By way of background, Riker's overarching hypothesis is that the slavery dimension of concern was suppressed by the Democratic Party manipulative elite with the Missouri Compromise of 1820. The main dimension of contention between the Democrats and the Whigs, both bisectional parties, was economic, broadly speaking the Democratic coalition was agrarian, and the Whig coalition was commercial in orientation. Another manipulative elite, the northern wing of the Whigs, the weaker party in this period, sought to find an issue that would split the Democrats and thereby allow the northern Whigs to organize a newly dominant coalition. The Wilmot Proviso in 1846 was their first effort to contrive a cycle, and the election of Lincoln in 1860 was their last and most successful effort at contriving a cycle. There is much that is wrong about this story, but that is for the next chapter.
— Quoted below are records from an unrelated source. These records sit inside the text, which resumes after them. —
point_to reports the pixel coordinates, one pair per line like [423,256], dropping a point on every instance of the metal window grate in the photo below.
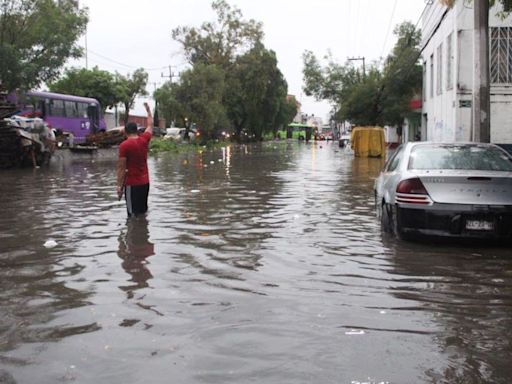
[501,55]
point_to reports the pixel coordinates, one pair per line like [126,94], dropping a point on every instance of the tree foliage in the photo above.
[219,42]
[36,39]
[200,96]
[128,87]
[95,83]
[378,97]
[234,83]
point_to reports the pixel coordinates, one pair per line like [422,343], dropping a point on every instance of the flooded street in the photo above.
[255,264]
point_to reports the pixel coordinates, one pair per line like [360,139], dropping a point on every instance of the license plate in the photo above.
[479,225]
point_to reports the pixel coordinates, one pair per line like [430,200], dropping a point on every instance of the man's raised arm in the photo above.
[149,123]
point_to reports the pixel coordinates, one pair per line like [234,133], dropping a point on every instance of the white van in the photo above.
[178,134]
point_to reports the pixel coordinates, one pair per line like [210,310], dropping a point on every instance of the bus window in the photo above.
[71,110]
[82,110]
[57,108]
[94,118]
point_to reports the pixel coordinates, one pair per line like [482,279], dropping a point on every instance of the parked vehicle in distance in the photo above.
[79,116]
[450,190]
[178,134]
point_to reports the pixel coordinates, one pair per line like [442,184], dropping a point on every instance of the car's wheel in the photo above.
[396,228]
[386,217]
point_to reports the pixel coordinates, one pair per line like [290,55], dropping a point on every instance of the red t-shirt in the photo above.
[136,152]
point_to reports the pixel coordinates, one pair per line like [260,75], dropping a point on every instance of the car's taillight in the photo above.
[412,191]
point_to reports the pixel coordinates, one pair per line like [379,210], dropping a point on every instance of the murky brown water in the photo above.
[260,264]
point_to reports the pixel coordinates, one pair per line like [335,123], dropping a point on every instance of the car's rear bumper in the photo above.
[454,221]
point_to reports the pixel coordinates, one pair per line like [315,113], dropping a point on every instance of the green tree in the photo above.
[362,103]
[168,106]
[129,87]
[93,83]
[256,92]
[199,97]
[377,98]
[219,42]
[402,75]
[287,111]
[36,39]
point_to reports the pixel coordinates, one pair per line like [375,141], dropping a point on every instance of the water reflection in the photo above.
[134,249]
[467,291]
[260,263]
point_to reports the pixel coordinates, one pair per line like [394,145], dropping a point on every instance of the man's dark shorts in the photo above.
[136,199]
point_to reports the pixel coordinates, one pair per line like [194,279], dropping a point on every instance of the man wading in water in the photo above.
[132,167]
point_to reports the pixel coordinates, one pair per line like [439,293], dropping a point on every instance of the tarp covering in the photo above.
[368,142]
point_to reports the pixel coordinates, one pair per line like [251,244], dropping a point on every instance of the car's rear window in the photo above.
[465,157]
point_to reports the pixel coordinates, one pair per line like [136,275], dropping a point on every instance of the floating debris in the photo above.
[50,244]
[355,332]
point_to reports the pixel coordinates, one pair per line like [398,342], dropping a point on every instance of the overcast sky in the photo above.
[124,35]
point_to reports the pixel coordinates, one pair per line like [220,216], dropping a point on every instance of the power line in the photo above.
[389,27]
[123,64]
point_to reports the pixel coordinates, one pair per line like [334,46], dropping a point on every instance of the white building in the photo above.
[447,55]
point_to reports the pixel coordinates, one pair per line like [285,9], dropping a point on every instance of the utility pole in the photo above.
[170,75]
[359,58]
[481,87]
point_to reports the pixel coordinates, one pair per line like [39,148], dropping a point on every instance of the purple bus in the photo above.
[80,116]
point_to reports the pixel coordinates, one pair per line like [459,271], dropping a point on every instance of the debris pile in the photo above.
[105,139]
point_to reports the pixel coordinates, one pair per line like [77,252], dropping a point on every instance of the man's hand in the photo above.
[148,110]
[119,193]
[149,120]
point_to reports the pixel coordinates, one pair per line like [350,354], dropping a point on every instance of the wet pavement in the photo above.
[260,263]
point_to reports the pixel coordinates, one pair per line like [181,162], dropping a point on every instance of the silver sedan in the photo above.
[440,189]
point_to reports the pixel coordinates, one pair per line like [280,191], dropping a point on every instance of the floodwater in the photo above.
[255,264]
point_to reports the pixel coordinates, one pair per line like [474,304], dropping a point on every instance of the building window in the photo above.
[431,76]
[449,61]
[501,55]
[439,85]
[424,90]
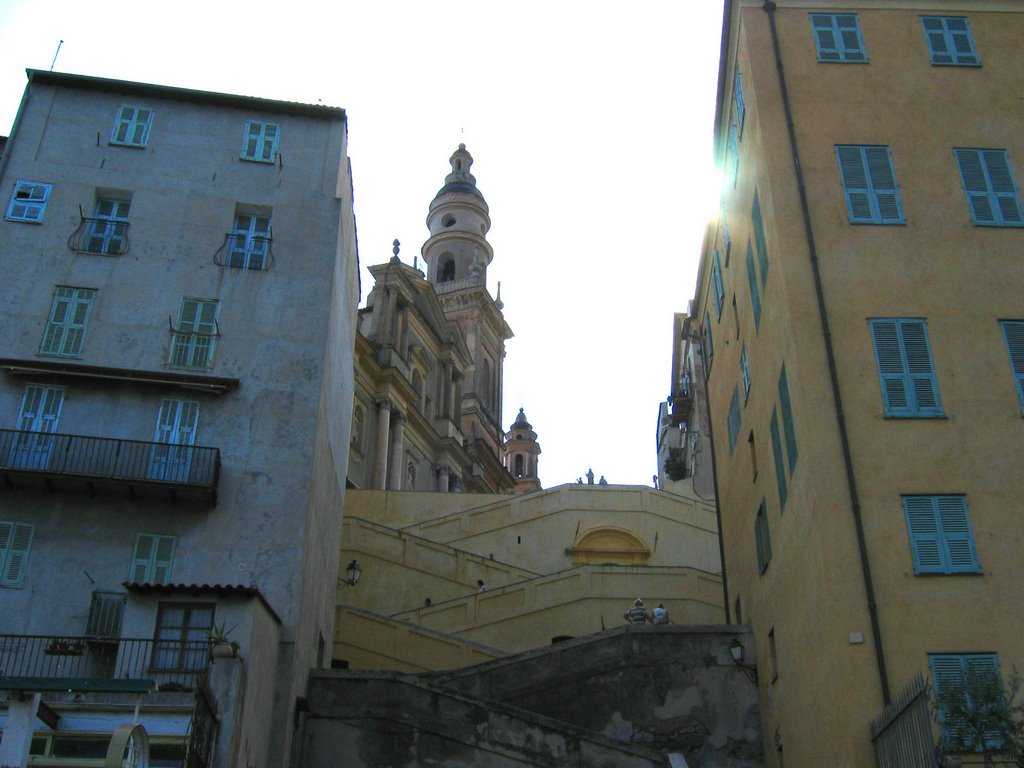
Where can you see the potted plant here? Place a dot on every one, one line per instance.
(221, 645)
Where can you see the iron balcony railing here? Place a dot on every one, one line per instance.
(245, 251)
(107, 237)
(90, 664)
(110, 459)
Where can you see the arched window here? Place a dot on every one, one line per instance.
(448, 270)
(358, 416)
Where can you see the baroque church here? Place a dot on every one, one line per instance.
(429, 357)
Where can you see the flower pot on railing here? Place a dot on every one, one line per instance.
(59, 647)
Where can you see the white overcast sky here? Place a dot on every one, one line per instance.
(590, 124)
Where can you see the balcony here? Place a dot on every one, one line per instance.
(91, 665)
(105, 237)
(244, 251)
(180, 472)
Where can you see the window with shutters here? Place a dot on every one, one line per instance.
(744, 373)
(989, 187)
(776, 450)
(941, 540)
(28, 203)
(762, 538)
(260, 141)
(131, 127)
(195, 336)
(249, 241)
(838, 38)
(788, 428)
(739, 107)
(182, 637)
(170, 459)
(15, 541)
(65, 334)
(34, 443)
(718, 285)
(153, 559)
(107, 231)
(869, 185)
(734, 420)
(949, 41)
(733, 160)
(965, 683)
(759, 238)
(905, 371)
(752, 279)
(1013, 332)
(709, 342)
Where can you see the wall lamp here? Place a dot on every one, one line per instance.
(736, 651)
(352, 573)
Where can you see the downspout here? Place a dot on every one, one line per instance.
(769, 8)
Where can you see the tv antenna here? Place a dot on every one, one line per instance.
(55, 53)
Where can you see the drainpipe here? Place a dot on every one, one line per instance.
(769, 8)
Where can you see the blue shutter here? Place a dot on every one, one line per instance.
(787, 425)
(838, 37)
(989, 187)
(718, 287)
(737, 96)
(734, 420)
(752, 278)
(965, 675)
(759, 236)
(955, 525)
(949, 41)
(905, 370)
(744, 371)
(869, 185)
(15, 542)
(923, 527)
(733, 152)
(762, 538)
(941, 540)
(776, 448)
(709, 341)
(1013, 332)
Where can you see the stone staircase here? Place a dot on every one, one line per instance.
(635, 695)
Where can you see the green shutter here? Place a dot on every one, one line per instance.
(1013, 332)
(752, 279)
(941, 540)
(153, 559)
(759, 236)
(15, 542)
(787, 426)
(905, 368)
(776, 448)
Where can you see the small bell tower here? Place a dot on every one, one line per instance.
(521, 450)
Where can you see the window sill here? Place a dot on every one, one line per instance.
(213, 384)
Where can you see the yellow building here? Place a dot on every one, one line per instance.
(859, 304)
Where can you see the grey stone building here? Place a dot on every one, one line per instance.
(178, 313)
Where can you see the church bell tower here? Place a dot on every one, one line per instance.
(457, 255)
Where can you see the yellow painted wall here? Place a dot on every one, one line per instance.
(962, 278)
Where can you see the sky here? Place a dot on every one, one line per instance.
(590, 124)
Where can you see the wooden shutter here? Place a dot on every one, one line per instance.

In this chapter we first examine Riker's analysis of the 1860 presidential election. Riker estimates the preferences among the population over the four candidates. These estimates show both that there was a cycle among the top three candidates and that different hypothetical voting rules would yield different outcomes. This is the perfect illustration of Riker's contentions that democracy is meaningless and arbitrary and that manipulation is probable on grand issues. I relate the histories and the ideologies of the four parties in the runup to the 1860 election.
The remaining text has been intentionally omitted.